Censorship, character, and the political courtroom in radical British writing, 1792-1825
Prof Jon Mee
This research project explores prosecutions of radical British writers in the Romantic period, 1792 to 1824. I read trials alongside non-legal texts by writers including Thomas Paine, John Thelwall, William Godwin, Percy B. Shelley, Peter Finnerty, William Hone, and Lord Byron. I explore how these radical writers engaged with political censorship, in trials for offences such as seditious and blasphemous libel. More specifically, I examine how they represented and defended their characters, in court and outside of it. Evidence of good character was fundamental to the outcome of criminal prosecutions, throughout the eighteenth century and beyond.
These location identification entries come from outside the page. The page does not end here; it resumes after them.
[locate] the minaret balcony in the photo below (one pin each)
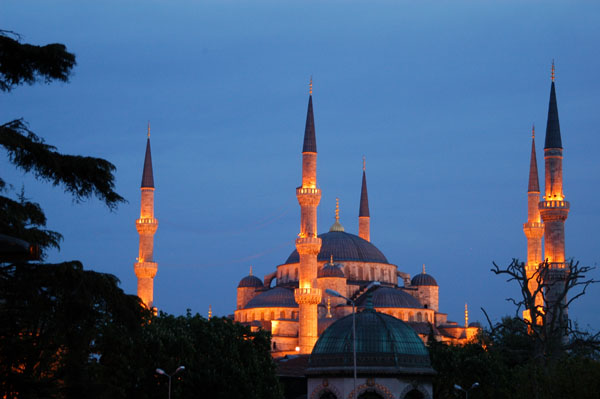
(146, 225)
(554, 205)
(308, 295)
(145, 269)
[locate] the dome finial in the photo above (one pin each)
(328, 315)
(337, 226)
I am interested in the relationship between legal and literary approaches to character, both of which are thought by historians to have undergone a transition during the late eighteenth century - in the history of the novel, from characters identifiable by their external traits to those with an appearance of complex personal depth; and in legal history, from evidence of social status and community reputation to doctrines of capacity and intention. I argue that legal and literary histories of character map onto one another, with cross-pollination between different discourses of character. Moreover, I suggest that political prosecutions put particular kinds of pressure on representations of character, with important implications for how radical writers conceived of both their relationship with the public and their idea of an interior, creative self.